Le parquet national financier a ouvert une enquête préliminaire pour « recel de délit d’atteinte à l’égalité des candidats dans les marchés » dans l’attribution du marché public du parc éolien en baie de Saint-Brieuc à une filiale d’Iberdrola, a indiqué samedi une source proche du dossier, confirmant une information de Mediapart.

Hostilité des pêcheurs

Le PNF avait été saisi fin août par le Comité des pêches des Côtes-d’Armor sur l’attribution en 2012 de ce marché public à Ailes Marines, filiale de l’entreprise espagnole Iberdrola. Ce projet suscite une vive hostilité des pêcheurs, qui s’inquiètent notamment de son impact sur l’environnement marin et sur leur activité.

Le Comité des pêches rappelait en mai dernier qu’il était prêt à accompagner la transition énergétique à travers les EMR, à condition de « construire un parc avec les pêcheurs », un préalable à ses yeux pour « améliorer l’acceptabilité sociale ». Il considérait par ailleurs que « l’éolien posé » au sol, le choix retenu par l’Etat pour ce parc, contrairement au projet éolien flottant envisagé en Bretagne-Sud, « n’est pas compatible » avec le territoire de la baie de Saint-Brieuc.

« Les cartes peuvent être rebattues »

« Dès lors qu’un risque pénal sérieux pèse sur l’opérateur, les cartes peuvent être rebattues », ont réagi auprès de l’AFP Me William Bourdon et Me Vincent Brengarth, avocats du Comité des pêches des Côtes-d’Armor. « Un dialogue effectif est toujours possible et souhaitable avec des pêcheurs responsables et légitimes dans leurs revendications », ont-ils ajouté.
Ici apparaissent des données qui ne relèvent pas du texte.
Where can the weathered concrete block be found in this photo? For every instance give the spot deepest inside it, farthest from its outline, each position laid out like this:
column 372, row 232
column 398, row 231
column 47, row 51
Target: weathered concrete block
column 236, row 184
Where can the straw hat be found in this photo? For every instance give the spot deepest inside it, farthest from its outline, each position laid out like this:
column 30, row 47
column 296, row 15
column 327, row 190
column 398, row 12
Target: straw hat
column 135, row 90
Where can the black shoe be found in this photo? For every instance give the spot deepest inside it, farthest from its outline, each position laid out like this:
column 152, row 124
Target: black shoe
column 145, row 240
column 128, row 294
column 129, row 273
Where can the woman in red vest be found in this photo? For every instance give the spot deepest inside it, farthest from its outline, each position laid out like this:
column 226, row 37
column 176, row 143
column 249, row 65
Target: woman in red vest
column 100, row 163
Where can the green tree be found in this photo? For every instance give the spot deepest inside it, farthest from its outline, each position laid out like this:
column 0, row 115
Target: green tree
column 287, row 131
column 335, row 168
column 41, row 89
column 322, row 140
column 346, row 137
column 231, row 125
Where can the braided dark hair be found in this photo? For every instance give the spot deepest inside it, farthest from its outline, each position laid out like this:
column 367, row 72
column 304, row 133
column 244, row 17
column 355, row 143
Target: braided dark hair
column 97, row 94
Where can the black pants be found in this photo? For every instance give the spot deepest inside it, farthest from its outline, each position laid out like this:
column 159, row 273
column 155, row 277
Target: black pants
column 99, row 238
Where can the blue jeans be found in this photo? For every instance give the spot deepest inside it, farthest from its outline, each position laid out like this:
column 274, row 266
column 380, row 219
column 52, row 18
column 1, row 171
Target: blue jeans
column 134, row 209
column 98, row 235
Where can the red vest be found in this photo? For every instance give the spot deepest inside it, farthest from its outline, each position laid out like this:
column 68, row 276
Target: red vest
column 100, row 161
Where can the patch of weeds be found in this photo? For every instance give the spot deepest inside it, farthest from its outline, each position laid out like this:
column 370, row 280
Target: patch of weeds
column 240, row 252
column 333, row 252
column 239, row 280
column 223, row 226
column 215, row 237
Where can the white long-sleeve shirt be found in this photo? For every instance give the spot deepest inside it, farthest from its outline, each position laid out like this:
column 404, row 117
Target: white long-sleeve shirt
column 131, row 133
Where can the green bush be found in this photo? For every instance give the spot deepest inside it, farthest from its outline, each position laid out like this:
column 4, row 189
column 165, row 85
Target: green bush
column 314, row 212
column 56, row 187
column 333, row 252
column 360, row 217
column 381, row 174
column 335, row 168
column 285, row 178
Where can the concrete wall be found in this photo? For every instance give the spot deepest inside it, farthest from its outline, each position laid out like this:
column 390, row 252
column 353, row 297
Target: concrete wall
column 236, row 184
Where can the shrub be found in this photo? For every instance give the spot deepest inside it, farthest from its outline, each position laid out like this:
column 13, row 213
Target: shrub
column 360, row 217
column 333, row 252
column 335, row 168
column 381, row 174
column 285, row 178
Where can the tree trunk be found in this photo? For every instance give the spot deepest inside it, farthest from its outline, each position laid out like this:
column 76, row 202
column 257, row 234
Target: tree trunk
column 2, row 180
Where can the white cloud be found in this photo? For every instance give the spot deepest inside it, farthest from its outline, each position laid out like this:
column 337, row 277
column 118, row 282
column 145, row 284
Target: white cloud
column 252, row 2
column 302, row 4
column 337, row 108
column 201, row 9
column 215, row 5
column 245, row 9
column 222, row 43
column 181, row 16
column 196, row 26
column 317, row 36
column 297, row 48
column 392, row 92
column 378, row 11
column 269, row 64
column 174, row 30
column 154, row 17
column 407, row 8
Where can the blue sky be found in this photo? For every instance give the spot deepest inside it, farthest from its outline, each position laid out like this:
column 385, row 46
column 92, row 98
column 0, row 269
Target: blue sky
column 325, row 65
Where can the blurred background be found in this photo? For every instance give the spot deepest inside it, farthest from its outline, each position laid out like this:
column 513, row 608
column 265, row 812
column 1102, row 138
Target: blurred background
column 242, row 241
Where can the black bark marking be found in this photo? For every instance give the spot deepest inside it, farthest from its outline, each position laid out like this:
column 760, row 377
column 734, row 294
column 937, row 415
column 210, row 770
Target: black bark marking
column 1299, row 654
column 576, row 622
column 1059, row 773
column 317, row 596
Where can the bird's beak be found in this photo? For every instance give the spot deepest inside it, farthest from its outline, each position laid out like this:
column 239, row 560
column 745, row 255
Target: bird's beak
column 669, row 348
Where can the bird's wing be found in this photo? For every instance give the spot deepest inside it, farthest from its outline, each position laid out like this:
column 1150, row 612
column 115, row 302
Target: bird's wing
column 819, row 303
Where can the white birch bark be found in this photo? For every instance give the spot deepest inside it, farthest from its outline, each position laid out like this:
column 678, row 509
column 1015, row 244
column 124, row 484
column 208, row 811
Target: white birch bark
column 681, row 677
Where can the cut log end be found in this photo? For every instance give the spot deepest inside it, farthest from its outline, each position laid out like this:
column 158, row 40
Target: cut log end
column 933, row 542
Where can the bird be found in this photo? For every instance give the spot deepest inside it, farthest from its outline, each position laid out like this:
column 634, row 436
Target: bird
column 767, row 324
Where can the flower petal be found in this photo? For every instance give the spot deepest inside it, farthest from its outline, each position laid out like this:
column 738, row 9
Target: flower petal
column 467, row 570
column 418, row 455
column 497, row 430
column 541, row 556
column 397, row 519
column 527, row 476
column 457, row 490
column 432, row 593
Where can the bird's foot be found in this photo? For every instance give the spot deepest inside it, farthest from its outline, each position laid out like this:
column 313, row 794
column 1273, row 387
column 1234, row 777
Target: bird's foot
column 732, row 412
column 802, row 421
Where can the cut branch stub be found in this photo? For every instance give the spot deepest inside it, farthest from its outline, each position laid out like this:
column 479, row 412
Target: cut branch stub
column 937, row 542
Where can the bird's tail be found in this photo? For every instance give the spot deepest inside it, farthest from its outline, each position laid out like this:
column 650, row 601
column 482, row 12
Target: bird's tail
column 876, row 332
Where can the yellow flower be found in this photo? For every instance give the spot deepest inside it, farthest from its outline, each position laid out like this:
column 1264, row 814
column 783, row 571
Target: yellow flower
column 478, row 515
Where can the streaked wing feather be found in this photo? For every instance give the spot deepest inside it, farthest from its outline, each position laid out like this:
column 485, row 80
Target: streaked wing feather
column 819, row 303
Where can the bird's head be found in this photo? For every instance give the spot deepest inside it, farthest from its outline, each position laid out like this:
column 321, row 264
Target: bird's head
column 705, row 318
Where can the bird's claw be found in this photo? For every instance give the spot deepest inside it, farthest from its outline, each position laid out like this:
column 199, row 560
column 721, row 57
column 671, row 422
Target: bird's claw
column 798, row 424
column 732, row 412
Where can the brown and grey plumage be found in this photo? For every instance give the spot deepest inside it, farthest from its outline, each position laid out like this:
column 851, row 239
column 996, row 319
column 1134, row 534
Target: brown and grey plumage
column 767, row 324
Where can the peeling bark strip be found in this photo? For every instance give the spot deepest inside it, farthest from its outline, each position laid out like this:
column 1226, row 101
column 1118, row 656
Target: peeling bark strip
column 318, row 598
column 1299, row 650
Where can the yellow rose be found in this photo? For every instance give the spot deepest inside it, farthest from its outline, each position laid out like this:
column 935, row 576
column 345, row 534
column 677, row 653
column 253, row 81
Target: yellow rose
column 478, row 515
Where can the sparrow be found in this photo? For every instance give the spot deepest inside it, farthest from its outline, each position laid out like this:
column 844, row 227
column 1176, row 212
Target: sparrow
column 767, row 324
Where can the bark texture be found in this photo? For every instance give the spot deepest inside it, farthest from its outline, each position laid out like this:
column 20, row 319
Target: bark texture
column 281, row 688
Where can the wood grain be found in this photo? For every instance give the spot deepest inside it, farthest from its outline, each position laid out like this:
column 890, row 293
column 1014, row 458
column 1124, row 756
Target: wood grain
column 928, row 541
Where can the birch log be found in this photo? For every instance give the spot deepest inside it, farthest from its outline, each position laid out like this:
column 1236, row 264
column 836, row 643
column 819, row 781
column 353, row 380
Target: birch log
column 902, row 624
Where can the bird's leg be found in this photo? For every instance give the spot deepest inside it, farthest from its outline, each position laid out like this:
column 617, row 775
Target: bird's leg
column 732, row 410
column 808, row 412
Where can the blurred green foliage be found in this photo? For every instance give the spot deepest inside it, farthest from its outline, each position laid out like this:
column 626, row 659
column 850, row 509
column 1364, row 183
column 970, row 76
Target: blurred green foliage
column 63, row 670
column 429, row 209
Lorsqu’ils avaient effectué leur signalement, les deux avocats avaient rappelé dans un communiqué qu’en avril 2012, la société Ailes Marines avait été choisie par les ministres de l’Ecologie et de l’Industrie pour la construction de ce parc alors que la société concurrente « Eolien maritime France » avait été désignée par la Commission de régulation de l’énergie (CRE).

Or, ce choix a depuis été jugé « irrégulier » par le Conseil d’Etat, « dans deux décisions de juillet 2019 (…) car l’exécutif avait pris en compte des conditions qui n’avaient pas été incluses dans le cahier des charges, pour favoriser Ailes Marines plutôt que la société concurrente », avaient observé les avocats.

Le 6 septembre, le Conseil régional de Bretagne a réaffirmé l’importance des énergies marines renouvelables pour l’autonomie énergétique du territoire et son soutien au projet de parc éolien construit par Ailes Marines en baie de Saint-Brieuc.

Une plainte contre « l’intégralité du projet »

Les pêcheurs ont aussi déposé fin août une plainte au parquet de Brest contre « l’intégralité du projet », notamment pour « rejet de substance polluante » et « atteinte à la conservation des espèces animales non domestiques ».

Le parc éolien de la baie de Saint-Brieuc doit être érigé à 16,3 kilomètres de la côte. D’une capacité totale de 496 MW, avec 62 éoliennes, il est censé produire 1.820 GWh par an, l’équivalent de la consommation électrique annuelle de 835.000 habitants, selon Ailes Marines, filiale du groupe espagnol Iberdrola. Sa mise en service est prévue fin 2023 mais le chantier a pris du retard.